The JAPCC Flight Plan for Unmanned Aircraft Systems in NATO
NATO is in the process of improving their structures and working procedures to better fulfill the requirements of the new international security environment. The implications of new and very challenging and demanding roles obliges Alliance members to adapt their way of doing business while looking to transform in many fields. In this process of transformation UAS are playing a very important role that without any doubt has not yet reached his full potential.
Today we have in our hands a completely new capability that allows commanders to project power in every way we may imagine through the use of unmanned systems. The reduction of threats to friendly forces is indeed one of the main factors to be taken into account. But also the increased demand for UAS in NATO is being fostered by the large variety of tasks that UAS may perform such as precision target designation, communications and data relay, mine detection and a host of other missions. We can say that UAS are changing the way commanders conduct military operations.

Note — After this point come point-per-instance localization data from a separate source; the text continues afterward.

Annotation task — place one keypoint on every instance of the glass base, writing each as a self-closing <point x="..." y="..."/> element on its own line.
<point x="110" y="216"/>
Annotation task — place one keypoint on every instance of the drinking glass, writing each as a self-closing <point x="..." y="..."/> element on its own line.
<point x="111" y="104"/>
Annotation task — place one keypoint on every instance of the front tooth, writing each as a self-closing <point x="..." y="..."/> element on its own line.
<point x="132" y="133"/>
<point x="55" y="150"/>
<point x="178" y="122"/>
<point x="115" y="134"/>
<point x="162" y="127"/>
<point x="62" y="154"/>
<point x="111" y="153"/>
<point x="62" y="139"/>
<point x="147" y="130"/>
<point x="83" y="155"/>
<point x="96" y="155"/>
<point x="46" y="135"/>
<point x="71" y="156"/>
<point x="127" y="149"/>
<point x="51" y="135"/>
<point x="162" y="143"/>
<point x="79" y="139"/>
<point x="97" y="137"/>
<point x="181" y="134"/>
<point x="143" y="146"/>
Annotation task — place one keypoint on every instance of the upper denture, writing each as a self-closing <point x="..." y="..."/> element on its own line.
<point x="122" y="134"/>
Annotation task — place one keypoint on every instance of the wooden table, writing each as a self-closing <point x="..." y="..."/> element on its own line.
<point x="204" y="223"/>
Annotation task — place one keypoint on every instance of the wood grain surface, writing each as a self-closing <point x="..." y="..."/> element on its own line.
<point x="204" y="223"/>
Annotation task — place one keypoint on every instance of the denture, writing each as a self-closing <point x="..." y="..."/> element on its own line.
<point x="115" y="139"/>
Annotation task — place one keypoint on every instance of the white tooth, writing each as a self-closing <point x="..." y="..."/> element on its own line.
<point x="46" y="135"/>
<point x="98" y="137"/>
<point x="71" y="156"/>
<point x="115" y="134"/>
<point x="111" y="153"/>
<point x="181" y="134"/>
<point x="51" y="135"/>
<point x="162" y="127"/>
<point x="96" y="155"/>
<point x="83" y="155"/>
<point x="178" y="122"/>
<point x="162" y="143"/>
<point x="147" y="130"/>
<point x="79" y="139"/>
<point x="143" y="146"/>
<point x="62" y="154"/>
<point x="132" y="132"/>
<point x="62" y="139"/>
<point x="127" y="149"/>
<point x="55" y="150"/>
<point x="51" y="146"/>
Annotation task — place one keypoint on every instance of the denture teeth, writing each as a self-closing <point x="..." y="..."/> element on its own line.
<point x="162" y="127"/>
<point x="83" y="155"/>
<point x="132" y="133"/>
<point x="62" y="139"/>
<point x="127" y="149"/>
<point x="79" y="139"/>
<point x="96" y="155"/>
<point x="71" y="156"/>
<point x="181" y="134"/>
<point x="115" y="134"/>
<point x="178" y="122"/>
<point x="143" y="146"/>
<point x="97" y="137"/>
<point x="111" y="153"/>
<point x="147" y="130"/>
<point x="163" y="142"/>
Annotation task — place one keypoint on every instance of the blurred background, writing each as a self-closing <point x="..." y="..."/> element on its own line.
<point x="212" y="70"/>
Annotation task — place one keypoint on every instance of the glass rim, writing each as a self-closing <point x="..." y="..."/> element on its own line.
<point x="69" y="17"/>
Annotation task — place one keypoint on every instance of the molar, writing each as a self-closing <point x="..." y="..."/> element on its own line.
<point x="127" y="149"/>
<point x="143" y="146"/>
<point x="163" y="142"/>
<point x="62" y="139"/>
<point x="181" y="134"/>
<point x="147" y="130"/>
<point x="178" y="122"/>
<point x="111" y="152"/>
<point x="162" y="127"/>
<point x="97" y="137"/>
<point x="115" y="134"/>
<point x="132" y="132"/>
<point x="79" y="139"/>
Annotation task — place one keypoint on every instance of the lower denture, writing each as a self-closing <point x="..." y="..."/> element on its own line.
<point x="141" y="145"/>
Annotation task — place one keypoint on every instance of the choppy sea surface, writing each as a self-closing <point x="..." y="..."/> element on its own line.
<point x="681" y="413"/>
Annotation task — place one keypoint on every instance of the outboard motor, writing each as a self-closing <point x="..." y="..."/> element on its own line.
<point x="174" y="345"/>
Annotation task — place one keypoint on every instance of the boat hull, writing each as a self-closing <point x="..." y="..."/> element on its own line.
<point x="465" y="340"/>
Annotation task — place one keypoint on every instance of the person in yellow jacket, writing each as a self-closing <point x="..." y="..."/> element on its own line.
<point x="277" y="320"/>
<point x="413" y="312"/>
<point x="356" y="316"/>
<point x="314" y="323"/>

More than six years ago, the first working groups were formed in NATO to address the issues associated with integration of UAS into the force structure. Today, there are no less than five major NATO organizations and working groups, who are addressing various aspects of
integrating Unmanned Aircraft Systems into NATO. The document you have in your hands today is the second edition of the “JAPCC Flight Plan for Unmanned Aircraft Systems in NATO”. The 2008 update of the Flight Plan is intended to make the document an even more useful tool for the commanders in the field. Additionally, the 2008 Flight Plan provides an update regarding the 26 issues that were identified in the 2007 Flight Plan.
The main body of the Flight Plan maintains the structure of the previous edition. Like with the 2007 version, the main body is limited to less than 30 pages. The additional 100+ pages are annexes that provide greater detail for readers who would like such information. After the Introduction, Chapter 2 analyzes current and projected capabilities focusing in the following six areas:
- Hardware and Software.
- Command and Control Architecture.
- Operators and Training.
- Integration and Interoperability.
- Airspace Management.
- Mission Planning and Tasking.
A great effort has been made to expand, update and elaborate the Annexes to provide more useful information for operational planners, procurement personnel, and commanders:
- Annex B (NATO Operational Unmanned Aircraft Systems) has gone through a complete expansion and redesign. The new structure classifies the systems into three basic categories (HALE, MALE and Tactical) attending to design characteristics. Sensors for NATO UAS have been included under an additional sub annex.
- Annex C (Airspace management and Command and Control) now includes considerations on European Airspace, ICAO vs. FAA regarding Airspace Classification, NATO Air Command and Control Systems in European Airspace, and a list of National Laws pertaining to UAS.
- Annex D (Unmanned Aircraft System Missions) has been restructured to make it more in line with Allied Joint Publication 3.3. (Joint Air and Space Doctrine), mission types, and applicable STANAGs or other allied publications. Types or categories of UAS more appropriated to fulfill the mission, need and priority for NATO and considerations on how to fill the existing gap are given.
- Annex E (Acronyms) was updated accordingly with the acronyms introduced by the new enlarged document.
We hope that you will find this updated version useful to your duties in NATO or in your support of the NATO goals.